Met enige regelmaat kom ik in de Hortus in Haren. Zo'n Hortus of Botanische tuin herbergt vaak een enorme collectie planten die je niet altijd even gemakkelijk tegenkomt op een doordeweekse wandeling. In de Harense Hortus is na de tweede wereldoorlog een pinetum, arboretum en een wilde plantentuin aangelegd. Met name de wilde plantentuin krijgt tegenwoordig veel aandacht. Bij de aanleg heeft men veel verschillende biotoopjes gecreeerd waar nu bijzondere plantengezelschappen voor komen. Deze hebben vooral de laatste tijd mijn aandacht. Over de daar voorkomende flora en het pinetum later meer. Ook spontaan aangewaaide zaken zoals paddenstoelen en mossen komen nog wel eens voorbij. Wat mij altijd erg opvalt zijn de vele insecten die je in zo'n gebiedje tegen komt. Dit wordt natuurlijk veroorzaakt door de grote variatie aan planten en micro klimaatjes.
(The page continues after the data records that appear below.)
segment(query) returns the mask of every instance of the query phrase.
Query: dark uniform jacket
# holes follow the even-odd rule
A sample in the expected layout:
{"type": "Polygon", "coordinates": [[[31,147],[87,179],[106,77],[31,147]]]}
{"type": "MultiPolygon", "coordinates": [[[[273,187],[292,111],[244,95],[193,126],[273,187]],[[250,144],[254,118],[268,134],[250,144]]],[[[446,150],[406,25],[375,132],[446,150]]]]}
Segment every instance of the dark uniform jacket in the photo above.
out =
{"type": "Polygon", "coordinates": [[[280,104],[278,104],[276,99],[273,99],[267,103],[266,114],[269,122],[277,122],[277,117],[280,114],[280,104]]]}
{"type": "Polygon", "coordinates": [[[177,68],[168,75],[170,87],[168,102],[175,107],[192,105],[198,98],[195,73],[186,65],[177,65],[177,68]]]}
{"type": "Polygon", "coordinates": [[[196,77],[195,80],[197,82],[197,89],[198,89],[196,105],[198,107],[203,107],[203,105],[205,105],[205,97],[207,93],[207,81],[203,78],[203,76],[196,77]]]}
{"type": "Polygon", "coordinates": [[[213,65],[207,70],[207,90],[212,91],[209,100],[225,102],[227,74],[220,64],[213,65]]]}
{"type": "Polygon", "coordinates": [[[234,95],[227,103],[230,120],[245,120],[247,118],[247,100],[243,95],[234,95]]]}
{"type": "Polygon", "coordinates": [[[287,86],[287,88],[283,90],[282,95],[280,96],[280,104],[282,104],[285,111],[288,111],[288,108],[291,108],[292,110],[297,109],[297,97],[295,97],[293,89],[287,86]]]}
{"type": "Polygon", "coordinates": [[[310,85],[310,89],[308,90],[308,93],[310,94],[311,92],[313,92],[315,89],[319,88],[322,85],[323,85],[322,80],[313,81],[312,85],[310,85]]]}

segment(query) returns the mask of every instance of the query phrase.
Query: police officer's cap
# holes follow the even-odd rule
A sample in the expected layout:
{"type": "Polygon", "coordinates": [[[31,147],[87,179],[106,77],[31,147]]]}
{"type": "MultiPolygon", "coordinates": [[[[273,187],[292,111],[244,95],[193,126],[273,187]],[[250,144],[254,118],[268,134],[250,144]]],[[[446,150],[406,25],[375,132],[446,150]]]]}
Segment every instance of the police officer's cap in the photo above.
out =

Zo kwam ik afgelopen week al rondwandelend een mooie rups tegen. Nooit zonder camera, dus een foto gemaakt. Het beestje zat met enkele broertjes of zusjes zich vol te proppen met het blad van het Helmkruid ( Scrophularia nodosa ). Het zijn de kinderen van, hoe kan het ook anders, de Helmkruidvlinder ( Shargacucullia scrophulariae ) een nachtvlinder van de uilen familie ( Noctuidae ). Zoals wel vaker het geval is met mooi gekleurde rupsen zijn de ouders maar weinig kleurrijk.
De rups van de kuifvlinder ( Shargacucullia verbasci ) lijkt sprekend op die van de helmkruidvlinder net als de vlinders die ook op elkaar lijken. Ook eten ze allebei vaak hetzelfde voedsel, blad van het Helmkruid of de Toorts ( Verbascum ). De ene is iets zeldzamer dan de ander en wil je zeker weten welke vlinder je bij de poot hebt zul je het moeten doden en de genitalien gaan onderzoeken. Dat laat ik maar achterwege. De rupsen laat ik waar ze zijn en omdat deze op het Helmkruid zaten heb ik ze maar Helmkruidvlinderrupsen genoemd. Niet erg wetenschappelijk, maar wel zo gemakkelijk.

maandag 2 juli 2012

SNUIT


hallo, ik ben Snuit de koorddansende kever

kijk, ik kan het zelfs met een poot in de lucht

oeps, dat ging niet helemaal goed, maar ik hang nog

hallo zeg, wat is dit, het stopt hier.

nou ja, ehh nou ehh, doei hoor en de groeten.